Es así, no puedo evitarlo, no me entra en las cabezas.
Llámame degenerado pero es así, me (la) despiertas y
no hago más que babear en el momento que pasas.
Te pido que me roces y me dejes el olor de tu perfume.
Que tus pestañas sean las encargadas de abanicarme
para poder sofocar la temperatura que marca
el termómetro de mi cuerpo cuando te acercas.
No hace falta decir todo lo que te maldigo,
por ser así, por ser una bruja tan frívola,
capaz de conjurarme con tu cadera,
con esa nariz ligeramente empinada,
tan ligeramente parecida al horizonte,
ese horizonte dibujado por tus pechos.
Te pido solo una cosa, de verdad que solo es una.
Quédate conmigo toda la vida, que al fin y al cabo,
todos gozamos al hacer el amor espiados por la luna,
aunque contigo lo haría en cualquier sitio, te estimo.
Sé que estoy ciego, pero es por ti, dama de mis sueños,
por ti que las noches he de pasarlas falto de tu cariño.
Cariño que me dejas robar en tus besos, tus labios,
cariño que me dejas morder en tus nervios, tus pechos,
cariño que me dejas coger cuando te enojas, tu boca.

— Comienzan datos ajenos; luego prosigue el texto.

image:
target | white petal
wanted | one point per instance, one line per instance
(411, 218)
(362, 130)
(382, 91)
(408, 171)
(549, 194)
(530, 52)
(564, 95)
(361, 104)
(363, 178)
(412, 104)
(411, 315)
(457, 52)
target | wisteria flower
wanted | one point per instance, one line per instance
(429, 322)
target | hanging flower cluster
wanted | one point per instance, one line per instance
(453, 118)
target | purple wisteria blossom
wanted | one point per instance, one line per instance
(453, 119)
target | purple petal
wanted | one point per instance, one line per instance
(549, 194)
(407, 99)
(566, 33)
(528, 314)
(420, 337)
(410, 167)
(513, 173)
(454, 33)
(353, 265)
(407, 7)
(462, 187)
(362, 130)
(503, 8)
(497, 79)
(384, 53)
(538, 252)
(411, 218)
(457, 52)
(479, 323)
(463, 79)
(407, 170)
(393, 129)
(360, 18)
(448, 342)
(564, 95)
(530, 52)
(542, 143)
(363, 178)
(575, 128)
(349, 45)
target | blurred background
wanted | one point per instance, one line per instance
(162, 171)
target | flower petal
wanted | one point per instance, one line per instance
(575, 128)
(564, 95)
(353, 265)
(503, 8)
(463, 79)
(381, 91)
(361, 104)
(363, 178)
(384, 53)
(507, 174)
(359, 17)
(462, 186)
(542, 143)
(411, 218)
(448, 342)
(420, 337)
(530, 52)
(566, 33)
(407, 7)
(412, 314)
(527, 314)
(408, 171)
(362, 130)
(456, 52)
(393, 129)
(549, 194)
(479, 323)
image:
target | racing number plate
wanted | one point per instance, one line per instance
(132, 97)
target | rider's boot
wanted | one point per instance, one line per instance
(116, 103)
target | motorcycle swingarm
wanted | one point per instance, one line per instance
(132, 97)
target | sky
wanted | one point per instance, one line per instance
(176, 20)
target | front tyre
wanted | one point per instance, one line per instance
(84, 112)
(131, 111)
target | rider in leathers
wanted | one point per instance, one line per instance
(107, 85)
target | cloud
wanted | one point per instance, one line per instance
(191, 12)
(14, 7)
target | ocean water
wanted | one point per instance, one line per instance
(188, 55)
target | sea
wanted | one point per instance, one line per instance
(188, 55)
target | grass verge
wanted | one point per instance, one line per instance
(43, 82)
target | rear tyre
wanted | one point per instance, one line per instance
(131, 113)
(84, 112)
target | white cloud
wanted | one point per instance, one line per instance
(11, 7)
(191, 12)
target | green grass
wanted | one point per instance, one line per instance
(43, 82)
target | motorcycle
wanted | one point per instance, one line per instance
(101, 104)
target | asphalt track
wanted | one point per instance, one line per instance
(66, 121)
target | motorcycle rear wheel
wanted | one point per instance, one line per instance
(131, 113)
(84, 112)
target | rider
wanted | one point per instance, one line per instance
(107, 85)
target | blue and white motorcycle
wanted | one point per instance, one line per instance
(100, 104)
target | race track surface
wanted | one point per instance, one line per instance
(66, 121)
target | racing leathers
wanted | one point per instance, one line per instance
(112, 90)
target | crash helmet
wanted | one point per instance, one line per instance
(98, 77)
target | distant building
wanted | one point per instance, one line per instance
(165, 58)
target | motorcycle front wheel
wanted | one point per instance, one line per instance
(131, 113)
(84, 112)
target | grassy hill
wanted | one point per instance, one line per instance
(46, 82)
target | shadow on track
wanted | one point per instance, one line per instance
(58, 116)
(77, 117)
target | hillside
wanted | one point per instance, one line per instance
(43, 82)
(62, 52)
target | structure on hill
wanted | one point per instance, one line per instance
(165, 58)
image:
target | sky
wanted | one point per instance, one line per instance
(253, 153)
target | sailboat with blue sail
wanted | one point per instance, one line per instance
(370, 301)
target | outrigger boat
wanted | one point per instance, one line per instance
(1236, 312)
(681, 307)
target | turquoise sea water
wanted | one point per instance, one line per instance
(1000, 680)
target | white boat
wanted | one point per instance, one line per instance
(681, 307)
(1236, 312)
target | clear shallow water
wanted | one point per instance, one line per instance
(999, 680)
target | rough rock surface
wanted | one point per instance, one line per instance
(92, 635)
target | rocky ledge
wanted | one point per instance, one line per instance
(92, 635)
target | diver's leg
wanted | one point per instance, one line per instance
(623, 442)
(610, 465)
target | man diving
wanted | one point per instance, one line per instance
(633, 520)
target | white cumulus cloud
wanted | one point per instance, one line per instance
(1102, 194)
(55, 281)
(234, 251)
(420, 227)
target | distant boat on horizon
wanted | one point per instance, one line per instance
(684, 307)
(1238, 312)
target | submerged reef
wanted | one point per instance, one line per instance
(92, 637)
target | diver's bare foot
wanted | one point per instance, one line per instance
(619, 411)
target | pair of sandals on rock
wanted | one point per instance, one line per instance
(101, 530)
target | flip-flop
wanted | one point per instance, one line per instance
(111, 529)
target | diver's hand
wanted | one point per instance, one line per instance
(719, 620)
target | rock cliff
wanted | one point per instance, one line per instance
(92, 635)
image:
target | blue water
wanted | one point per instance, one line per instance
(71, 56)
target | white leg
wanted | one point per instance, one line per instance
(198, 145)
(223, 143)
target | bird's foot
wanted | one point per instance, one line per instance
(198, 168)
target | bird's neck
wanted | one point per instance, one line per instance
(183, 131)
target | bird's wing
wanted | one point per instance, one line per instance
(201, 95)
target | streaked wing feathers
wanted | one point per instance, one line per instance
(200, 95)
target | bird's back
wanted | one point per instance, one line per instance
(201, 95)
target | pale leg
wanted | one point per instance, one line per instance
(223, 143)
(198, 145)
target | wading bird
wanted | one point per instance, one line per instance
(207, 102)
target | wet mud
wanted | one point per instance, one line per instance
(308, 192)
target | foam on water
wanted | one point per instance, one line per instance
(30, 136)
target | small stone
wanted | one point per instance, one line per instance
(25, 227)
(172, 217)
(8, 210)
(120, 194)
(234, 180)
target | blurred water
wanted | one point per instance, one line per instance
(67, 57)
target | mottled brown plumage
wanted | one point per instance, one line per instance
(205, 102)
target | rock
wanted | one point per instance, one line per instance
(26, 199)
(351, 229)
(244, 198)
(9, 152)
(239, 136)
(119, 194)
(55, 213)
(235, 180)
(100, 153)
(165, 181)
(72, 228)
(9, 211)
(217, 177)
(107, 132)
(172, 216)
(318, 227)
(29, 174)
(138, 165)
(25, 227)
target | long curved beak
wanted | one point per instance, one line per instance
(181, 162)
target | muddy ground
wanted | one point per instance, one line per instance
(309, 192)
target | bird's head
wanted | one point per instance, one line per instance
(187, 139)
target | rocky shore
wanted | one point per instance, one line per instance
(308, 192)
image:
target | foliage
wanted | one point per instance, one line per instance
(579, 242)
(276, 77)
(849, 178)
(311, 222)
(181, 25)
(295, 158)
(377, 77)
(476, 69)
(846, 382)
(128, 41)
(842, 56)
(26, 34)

Dame solamente eso, seré yo tuyo tambien entero,
desquíciate connmigo y pégame tus movimientos;
producidos por cadera tan perfecta, que me hace a mi perfecto.
Y, ya lo sabes, que desnudos en el hielo, bajaríamos al infierno.
No es el único, mi corazón, que te desea, ya no lo es;
pues cualquier parte de mi cuerpo peca si te toca.
Pues desde los talones hasta las altas orejas, todos rezan,
porque llegue el día de poder empapuzar tu boca.
Vale, todos sabemos que como hechizera que eres,
todo lo que comes son ojos de corazón, monja.
Y es que cuando te desnudas eres un imán,
un polo ardiente de sensualidad, de cachondez.
No te dejaré marchar sin que me beses hasta que llegue
la hora, pues a partir de ahora siempre será la de comer.
Tranquila, que hambre no es lo que vas a pasar, ni sed,
pues el sudor que desprende este calor, es suficente para beber.
Lo sabes ya, me pones, haces que me altere, que tiemble,
provocas que me ahogue en mis deseos de tocarte,
de poder recorrer todo tu cuerpo y ponerme palote,
porque tu has dejado de ser persona para convertirte en arte.